Implementation orientation:
- Named pipes could be implemented using NamedPipeServerStream and NamedPipeClientStream.
- I recommend using WCF facilities for this, although it adds overhead, the configuration options, flexibility and optional security and encryption will save a lot of time in the future in case the application becomes a large scale operation.
 

Messaging

Multiple parts of our application are listening to different queues, these parts are also responsible for pushing the next message to the next queue, this goes on and on until the incoming documents are handled to completion.
 
Advantages:
- Horizontally scalable (depending on the queuing mechanism and architecture of curse)
- Simple programming and thought processes.
- Adding publishers/subscribers to our queue is relatively simple, more listeners, meaning easier concurrent processing, so if we have two listeners to the same queue, two of them can work on the same task but with a different data at the same time.
 
Disadvantages:
- While providing high bandwidth processing it also provides a relatively high latency, meaning, it takes time to pass the document through all the queues.
 
Implementation orientation:
- For in-app implementation, a simple ConcurrentQueue with a waiting thread could do the trick (and is very fast), add waiting threads if your application demands it AND you have available cores.
- For more robust solution use MSMQ, ActiveMQ, ZeroMQ etc', note that I have used only MSMQ so I can't recommend any specific solution, one size doesn't fit all and you should do your own research on which one is the best for you, many cloud providers also provide a messaging solution, so it might be beneficial to take a look at them.
- Passing only a document id is much preferred to passing the whole document.
 

So what are Concurrency Models?

Concurrency models are the basic building blocks for adding concurrency to your application, consider the following:

- Shared Memory, which relies on the basic premise that all code in the program can access all memory, in a shared memory model, we need to synchronize access to shared resources as conflicts might cause a program to misbehave due to the result being non-deterministic.

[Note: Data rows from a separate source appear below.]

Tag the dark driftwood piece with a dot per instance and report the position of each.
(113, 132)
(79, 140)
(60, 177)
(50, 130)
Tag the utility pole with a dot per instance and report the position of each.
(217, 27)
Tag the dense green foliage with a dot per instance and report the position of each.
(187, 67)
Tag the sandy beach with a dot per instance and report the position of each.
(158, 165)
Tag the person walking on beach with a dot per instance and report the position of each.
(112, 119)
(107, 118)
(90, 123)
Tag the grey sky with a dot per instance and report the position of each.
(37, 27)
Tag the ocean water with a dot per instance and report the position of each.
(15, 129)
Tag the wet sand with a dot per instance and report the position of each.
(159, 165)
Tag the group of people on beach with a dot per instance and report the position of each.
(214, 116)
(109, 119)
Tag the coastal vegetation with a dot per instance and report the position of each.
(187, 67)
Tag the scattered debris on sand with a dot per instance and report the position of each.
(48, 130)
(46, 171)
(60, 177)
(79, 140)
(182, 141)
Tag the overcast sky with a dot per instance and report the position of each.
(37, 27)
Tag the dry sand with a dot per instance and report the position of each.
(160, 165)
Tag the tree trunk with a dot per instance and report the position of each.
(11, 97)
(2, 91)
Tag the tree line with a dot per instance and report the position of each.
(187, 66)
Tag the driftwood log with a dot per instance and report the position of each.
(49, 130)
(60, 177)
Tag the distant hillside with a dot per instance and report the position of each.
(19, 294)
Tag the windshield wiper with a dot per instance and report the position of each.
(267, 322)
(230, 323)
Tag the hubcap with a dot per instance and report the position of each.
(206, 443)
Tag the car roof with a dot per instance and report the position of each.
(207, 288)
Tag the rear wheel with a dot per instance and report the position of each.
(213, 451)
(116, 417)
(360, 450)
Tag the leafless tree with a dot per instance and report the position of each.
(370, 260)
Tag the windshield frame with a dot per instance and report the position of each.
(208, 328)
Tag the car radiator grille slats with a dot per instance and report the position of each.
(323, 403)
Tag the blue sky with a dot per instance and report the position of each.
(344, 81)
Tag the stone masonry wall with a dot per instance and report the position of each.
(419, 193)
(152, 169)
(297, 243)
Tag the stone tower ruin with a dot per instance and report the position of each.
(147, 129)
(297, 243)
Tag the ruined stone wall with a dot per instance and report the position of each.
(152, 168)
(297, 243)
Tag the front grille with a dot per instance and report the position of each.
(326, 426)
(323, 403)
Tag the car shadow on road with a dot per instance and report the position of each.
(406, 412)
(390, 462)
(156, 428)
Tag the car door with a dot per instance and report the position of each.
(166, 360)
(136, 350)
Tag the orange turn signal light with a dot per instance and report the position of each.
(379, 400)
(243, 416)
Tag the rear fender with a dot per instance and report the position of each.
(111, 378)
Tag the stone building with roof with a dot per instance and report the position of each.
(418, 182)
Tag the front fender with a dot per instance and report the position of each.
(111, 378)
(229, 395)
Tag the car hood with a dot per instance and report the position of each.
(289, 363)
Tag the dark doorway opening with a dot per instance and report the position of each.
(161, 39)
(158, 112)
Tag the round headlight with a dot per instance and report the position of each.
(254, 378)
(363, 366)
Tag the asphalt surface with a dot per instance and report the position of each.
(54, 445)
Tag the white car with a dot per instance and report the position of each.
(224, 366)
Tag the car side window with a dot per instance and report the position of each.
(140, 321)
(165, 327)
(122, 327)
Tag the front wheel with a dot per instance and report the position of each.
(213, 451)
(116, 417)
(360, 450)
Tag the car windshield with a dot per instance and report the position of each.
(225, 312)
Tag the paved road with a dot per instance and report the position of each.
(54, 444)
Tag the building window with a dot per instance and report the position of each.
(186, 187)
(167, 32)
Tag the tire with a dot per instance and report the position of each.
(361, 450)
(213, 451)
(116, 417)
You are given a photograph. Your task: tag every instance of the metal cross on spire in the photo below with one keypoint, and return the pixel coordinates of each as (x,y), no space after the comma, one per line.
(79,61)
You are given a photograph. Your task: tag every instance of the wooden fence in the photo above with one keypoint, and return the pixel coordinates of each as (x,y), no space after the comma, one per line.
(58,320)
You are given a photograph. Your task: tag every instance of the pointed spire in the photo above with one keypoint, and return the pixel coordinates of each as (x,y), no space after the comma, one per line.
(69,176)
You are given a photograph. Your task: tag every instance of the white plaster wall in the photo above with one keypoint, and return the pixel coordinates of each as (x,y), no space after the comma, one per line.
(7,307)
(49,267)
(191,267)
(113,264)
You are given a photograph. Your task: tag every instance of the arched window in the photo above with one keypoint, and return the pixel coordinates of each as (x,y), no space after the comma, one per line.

- Immutable Data Structures, which relies on all data being immutable (e.g. unchangeable), so if you want to add value 1 to an array containing 1,2,3, the value is not simply added, but a copy of the array is created, 1 is added and the new array is being returned. multiple writes will each return a different array with different values and will be valid only for that calling function, to sync all of these arrays, another one is created by combining all results. this is an easier model to understand but with huge memory structures it could be a problem, the biggest advantage of immutable data structures is that they don't need to be synchronized or locked for shared access.

- Message Passing, which relies on each process to be responsible for its own actions, want to tell it to do something? send a message. JavaScript multithreading (Web Worker) is based on that.